«Человек есть тайна. Ее надо разгадать, и ежели будешь ее разгадывать всю жизнь, то не говори, что потерял время; я занимаюсь этой тайной, ибо хочу быть человеком». Автор этих строк − совсем еще молодой человек, учащийся Петербургского Инженерного училища Федор Достоевский. В письме старшему брату Михаилу будущий писатель, кажется, уже разгадал тайну человеческой души, о которой будет написано каждое его произведение. 11 ноября 2021 года исполнилось 200 лет со дня рождения русского писателя, мыслителя, философа и публициста Федора Михайловича Достоевского – одного из самый известных русских писателей, оказавших влияние на всю мировую литературу. Почему творчество Достоевского актуально всегда? Каким человеком он был? И как ему удалось предугадать культурный переход ХХ века? Объясняет директор Института мировой литературы им. А.М. Горького Российской академии наук Вадим Владимирович Полонский − доктор филологических наук, член-корреспондент РАН.

Вадим Владимирович Полонский − доктор филологических наук, член-корреспондент РАН, директор Института мировой литературы им. А.М. Горького Российской академии наук

Вадим Владимирович Полонский − доктор филологических наук, член-корреспондент РАН, директор Института мировой литературы им. А.М. Горького Российской академии наук.

− Считается, можете меня поправить, что Федор Михайлович Достоевский − самый читаемый русский писатель как на Западе, так и в России. Верно ли это?

− В какой-то степени − верно. Но я бы предложил некоторое уточнение. Роль самого читаемого писателя Достоевский делит с Львом Николаевичем Толстым и Антоном Павловичем Чеховым. Именно эта троица русских классиков действительно самая читаемая в мире.

− С чем это связано? Возможно, они чем-то похожи?

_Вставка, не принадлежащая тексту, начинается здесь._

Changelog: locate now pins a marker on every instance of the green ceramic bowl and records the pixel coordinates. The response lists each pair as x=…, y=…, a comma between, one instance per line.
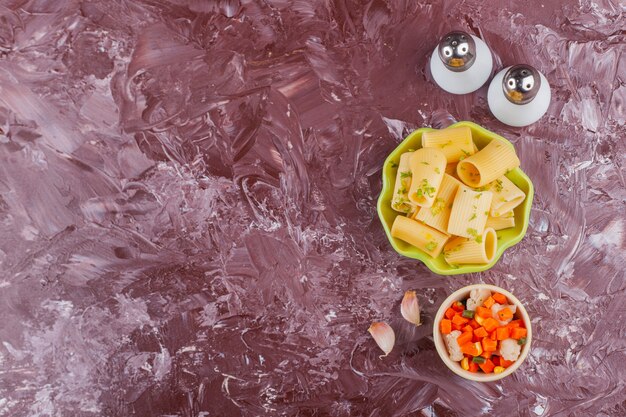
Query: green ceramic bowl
x=506, y=237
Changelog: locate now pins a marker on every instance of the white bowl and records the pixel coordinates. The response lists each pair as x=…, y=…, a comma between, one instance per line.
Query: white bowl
x=440, y=344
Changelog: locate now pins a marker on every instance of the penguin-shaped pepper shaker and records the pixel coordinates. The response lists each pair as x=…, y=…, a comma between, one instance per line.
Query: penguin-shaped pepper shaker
x=461, y=63
x=519, y=95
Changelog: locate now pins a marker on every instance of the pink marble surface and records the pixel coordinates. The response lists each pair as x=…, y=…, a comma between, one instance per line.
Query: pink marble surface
x=187, y=207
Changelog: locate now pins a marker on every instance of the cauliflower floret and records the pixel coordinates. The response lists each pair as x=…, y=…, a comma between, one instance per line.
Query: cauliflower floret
x=509, y=349
x=477, y=298
x=497, y=307
x=453, y=346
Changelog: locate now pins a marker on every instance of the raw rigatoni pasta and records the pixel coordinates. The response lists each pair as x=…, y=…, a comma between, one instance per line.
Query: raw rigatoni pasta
x=400, y=201
x=456, y=142
x=503, y=222
x=506, y=196
x=427, y=168
x=481, y=250
x=419, y=235
x=438, y=214
x=488, y=164
x=469, y=212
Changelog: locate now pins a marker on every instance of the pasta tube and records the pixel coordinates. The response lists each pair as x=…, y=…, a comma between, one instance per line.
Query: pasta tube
x=456, y=143
x=506, y=196
x=438, y=215
x=419, y=235
x=400, y=200
x=488, y=164
x=503, y=222
x=427, y=168
x=451, y=169
x=481, y=250
x=469, y=212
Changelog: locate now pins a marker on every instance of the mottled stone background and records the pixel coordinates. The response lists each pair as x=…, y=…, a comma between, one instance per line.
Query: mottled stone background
x=187, y=207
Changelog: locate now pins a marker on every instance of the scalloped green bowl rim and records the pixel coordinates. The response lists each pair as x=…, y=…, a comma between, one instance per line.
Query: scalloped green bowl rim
x=506, y=237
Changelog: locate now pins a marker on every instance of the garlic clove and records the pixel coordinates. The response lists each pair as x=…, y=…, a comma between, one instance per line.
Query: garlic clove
x=383, y=335
x=410, y=308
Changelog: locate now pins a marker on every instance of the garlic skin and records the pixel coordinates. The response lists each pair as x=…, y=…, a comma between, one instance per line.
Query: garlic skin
x=384, y=336
x=410, y=308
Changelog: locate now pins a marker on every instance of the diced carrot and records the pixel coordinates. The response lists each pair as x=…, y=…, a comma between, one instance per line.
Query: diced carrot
x=518, y=333
x=472, y=348
x=465, y=363
x=446, y=326
x=483, y=312
x=500, y=298
x=489, y=324
x=487, y=367
x=505, y=363
x=464, y=338
x=458, y=306
x=505, y=314
x=460, y=320
x=489, y=345
x=481, y=332
x=502, y=333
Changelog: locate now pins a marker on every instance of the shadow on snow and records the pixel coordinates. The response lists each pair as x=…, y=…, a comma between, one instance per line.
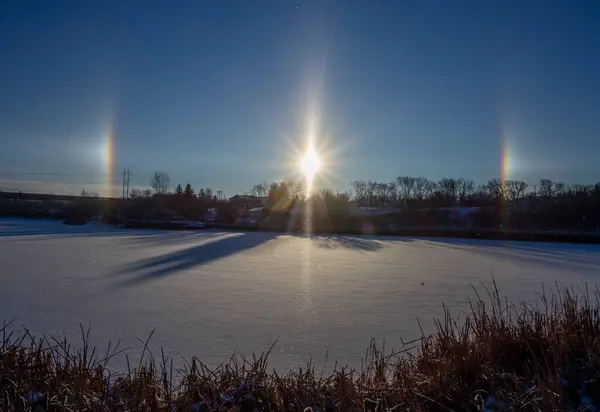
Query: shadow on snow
x=198, y=255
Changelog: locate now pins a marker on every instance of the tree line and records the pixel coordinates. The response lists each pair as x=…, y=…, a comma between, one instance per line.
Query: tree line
x=411, y=201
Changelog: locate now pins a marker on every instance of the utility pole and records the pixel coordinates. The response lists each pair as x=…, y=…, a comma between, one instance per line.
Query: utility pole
x=126, y=177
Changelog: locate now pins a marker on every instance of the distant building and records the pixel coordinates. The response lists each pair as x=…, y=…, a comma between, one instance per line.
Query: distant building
x=249, y=201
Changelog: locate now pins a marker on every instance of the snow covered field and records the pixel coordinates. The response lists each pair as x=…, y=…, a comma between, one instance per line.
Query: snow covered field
x=211, y=293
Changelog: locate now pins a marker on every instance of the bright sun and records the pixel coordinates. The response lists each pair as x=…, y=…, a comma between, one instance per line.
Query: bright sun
x=310, y=164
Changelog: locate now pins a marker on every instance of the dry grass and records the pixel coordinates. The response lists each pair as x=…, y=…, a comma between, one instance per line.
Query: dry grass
x=501, y=357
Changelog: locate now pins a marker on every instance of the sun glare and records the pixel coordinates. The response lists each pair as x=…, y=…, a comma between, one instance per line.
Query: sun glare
x=310, y=164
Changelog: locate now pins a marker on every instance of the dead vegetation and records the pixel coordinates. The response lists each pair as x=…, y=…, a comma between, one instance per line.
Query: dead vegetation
x=500, y=357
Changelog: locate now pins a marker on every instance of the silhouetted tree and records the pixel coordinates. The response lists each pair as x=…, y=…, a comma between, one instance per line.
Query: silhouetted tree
x=160, y=182
x=406, y=186
x=188, y=191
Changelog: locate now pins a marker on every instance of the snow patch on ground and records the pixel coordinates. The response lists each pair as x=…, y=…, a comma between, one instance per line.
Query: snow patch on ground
x=213, y=293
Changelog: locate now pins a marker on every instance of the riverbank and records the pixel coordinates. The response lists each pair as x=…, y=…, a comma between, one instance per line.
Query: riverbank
x=560, y=236
x=500, y=357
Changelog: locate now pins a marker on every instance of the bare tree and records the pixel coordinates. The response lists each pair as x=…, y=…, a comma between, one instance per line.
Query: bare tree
x=496, y=189
x=546, y=188
x=406, y=186
x=465, y=188
x=371, y=187
x=89, y=194
x=382, y=193
x=515, y=189
x=160, y=182
x=294, y=188
x=393, y=190
x=421, y=187
x=448, y=187
x=360, y=190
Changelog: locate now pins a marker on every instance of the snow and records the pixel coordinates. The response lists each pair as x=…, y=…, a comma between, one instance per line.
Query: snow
x=212, y=293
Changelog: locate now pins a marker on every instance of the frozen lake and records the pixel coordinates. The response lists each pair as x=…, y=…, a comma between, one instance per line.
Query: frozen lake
x=211, y=293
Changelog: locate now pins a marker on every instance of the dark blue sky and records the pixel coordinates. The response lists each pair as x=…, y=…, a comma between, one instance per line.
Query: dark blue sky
x=222, y=93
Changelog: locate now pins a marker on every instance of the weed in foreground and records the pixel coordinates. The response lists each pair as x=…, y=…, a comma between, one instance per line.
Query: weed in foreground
x=501, y=357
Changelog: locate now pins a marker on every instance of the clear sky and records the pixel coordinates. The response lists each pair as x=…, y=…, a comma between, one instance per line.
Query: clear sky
x=223, y=94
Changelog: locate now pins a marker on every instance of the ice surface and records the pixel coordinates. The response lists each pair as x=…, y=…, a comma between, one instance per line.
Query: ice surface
x=211, y=293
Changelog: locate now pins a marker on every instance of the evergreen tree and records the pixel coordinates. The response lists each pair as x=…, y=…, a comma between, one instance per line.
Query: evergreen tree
x=188, y=192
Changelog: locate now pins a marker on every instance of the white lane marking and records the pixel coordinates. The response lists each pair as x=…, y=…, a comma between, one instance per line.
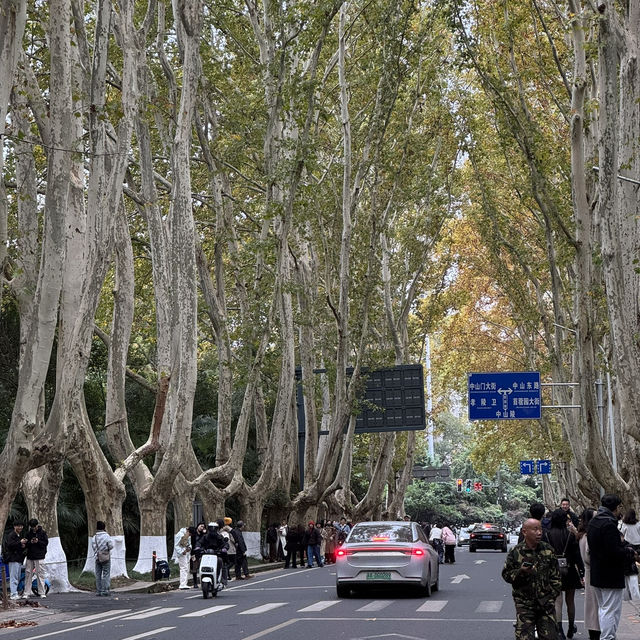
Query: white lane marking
x=262, y=608
x=104, y=614
x=149, y=633
x=319, y=606
x=433, y=606
x=489, y=606
x=150, y=614
x=81, y=626
x=376, y=605
x=458, y=579
x=206, y=612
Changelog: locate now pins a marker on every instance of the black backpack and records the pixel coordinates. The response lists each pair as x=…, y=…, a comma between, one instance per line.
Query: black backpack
x=163, y=571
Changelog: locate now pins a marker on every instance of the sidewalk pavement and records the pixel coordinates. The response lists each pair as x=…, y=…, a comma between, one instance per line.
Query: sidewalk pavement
x=36, y=611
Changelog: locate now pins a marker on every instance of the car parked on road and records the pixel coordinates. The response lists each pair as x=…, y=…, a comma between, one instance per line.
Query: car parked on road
x=488, y=536
x=386, y=553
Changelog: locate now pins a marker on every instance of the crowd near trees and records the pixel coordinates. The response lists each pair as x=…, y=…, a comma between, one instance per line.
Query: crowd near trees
x=198, y=197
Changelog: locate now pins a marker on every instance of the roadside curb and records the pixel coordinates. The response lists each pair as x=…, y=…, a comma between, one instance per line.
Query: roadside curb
x=35, y=611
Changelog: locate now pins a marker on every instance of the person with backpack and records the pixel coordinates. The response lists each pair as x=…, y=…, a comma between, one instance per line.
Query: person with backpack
x=13, y=552
x=37, y=543
x=610, y=558
x=567, y=550
x=102, y=545
x=449, y=541
x=531, y=569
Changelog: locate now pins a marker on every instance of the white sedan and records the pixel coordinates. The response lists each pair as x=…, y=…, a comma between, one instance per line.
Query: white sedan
x=386, y=553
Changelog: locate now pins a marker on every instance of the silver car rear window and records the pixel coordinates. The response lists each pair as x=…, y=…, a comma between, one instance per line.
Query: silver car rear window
x=381, y=532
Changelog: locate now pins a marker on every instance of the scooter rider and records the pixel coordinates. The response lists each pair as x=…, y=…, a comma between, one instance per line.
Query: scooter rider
x=215, y=543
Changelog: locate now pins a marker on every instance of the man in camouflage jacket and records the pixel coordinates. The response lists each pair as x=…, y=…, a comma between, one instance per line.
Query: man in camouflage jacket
x=532, y=569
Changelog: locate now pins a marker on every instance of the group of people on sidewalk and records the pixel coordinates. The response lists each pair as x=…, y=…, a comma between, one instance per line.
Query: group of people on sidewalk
x=559, y=553
x=26, y=549
x=317, y=542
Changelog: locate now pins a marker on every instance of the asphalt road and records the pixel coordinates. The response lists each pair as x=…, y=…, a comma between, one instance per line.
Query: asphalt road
x=473, y=603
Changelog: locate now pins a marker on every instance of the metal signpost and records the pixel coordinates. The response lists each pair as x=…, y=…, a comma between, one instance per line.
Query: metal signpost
x=514, y=395
x=526, y=467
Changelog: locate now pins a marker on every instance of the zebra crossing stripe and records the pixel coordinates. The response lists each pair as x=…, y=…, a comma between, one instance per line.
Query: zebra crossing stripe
x=151, y=613
x=433, y=606
x=205, y=612
x=104, y=614
x=489, y=606
x=318, y=606
x=149, y=633
x=262, y=608
x=376, y=605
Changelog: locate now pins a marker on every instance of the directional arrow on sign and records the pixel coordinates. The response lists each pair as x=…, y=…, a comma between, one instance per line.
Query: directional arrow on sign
x=388, y=635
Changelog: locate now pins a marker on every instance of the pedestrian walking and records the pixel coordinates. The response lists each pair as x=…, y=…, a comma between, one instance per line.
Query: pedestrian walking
x=610, y=558
x=291, y=547
x=102, y=545
x=531, y=568
x=449, y=541
x=13, y=552
x=182, y=552
x=198, y=535
x=591, y=622
x=435, y=538
x=272, y=542
x=560, y=537
x=241, y=566
x=302, y=543
x=231, y=553
x=313, y=540
x=282, y=539
x=36, y=546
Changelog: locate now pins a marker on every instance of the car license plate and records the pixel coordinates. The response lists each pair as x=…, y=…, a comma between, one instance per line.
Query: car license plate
x=378, y=575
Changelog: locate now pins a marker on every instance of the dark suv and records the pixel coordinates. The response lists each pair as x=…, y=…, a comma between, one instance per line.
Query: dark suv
x=488, y=536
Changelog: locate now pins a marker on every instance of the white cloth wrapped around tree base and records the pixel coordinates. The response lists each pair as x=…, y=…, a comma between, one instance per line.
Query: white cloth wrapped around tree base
x=149, y=544
x=252, y=540
x=118, y=558
x=55, y=567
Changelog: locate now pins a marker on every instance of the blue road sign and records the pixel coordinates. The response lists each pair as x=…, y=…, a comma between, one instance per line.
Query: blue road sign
x=543, y=466
x=526, y=467
x=513, y=395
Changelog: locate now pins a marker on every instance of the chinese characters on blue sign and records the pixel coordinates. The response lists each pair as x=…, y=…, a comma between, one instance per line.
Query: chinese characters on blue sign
x=513, y=395
x=541, y=467
x=526, y=467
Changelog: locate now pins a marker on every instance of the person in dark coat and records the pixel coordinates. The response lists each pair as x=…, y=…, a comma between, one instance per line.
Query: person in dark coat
x=291, y=547
x=565, y=545
x=565, y=505
x=198, y=535
x=13, y=552
x=241, y=566
x=272, y=541
x=610, y=557
x=313, y=539
x=302, y=545
x=37, y=542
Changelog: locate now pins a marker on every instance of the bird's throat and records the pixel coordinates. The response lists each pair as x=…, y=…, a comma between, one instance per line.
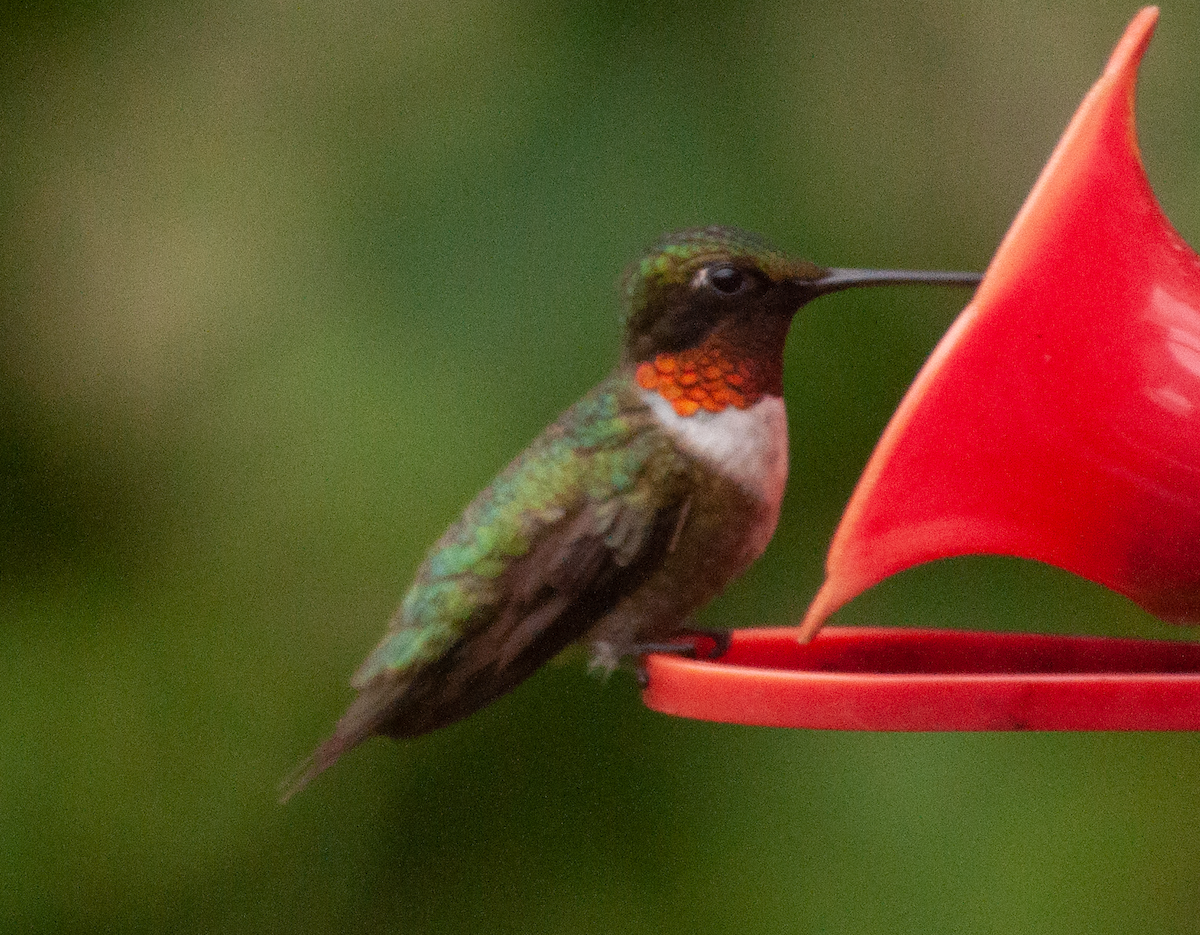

− Ответ скорее в том, что они представляют собой славу русской литературы. Двое из них, Толстой и Достоевский, − представители великого романа. А Чехов – это великая драматургия, которая во многом формирует театр конца ХIХ - начала ХХ веков. Они – великие реформаторы и великие художники. Художники масштаба первостатейных мировых классиков, масштаба – здесь уместны именно эти сравнения – Данте, Гете, Шекспира.

− Но своего времени.

− Да.

− Чем же Федор Михайлович и его творчество так пленяет Запад?

− Тем, что он многое предвидел, предчувствовал, узрел. Время, когда Достоевский входит в литературу – сложное, переходное. Время, которое постепенно готовит культуру к будущему ХХ веку с его кризисом, с его переходом от традиций к посттрадиции, с расширением представления о феномене человека.

Достоевский всё это предвидел. И представил в своем творчестве. Достоевский вскрывает особую роль бессознательного и подсознательного в человеческой душе. В этом смысле он – революционер. Революционер художественного отражения стихии психического, но также и стихии духовного в человеке. По Достоевскому, представление о безднах человеческой души, о подсознательном, бессознательном неотделимо от мистериального в человеке. Человеческая душа − это поле битвы абсолютного добра и зла, света и тьмы, Бога и дьявола. А человек – вместилище бездн. Это и есть откровение Достоевского, то, что поразило мир.

− Как ему удалось проникнуть в эти глубины души и отличить подобные особенности?

− Если бы я знал ответы на эти вопросы... Как Моцарту удавалось быть Моцартом? Как Бетховену удавалось быть Бетховеном? Наверное, всё дело в даре свыше, гениальности...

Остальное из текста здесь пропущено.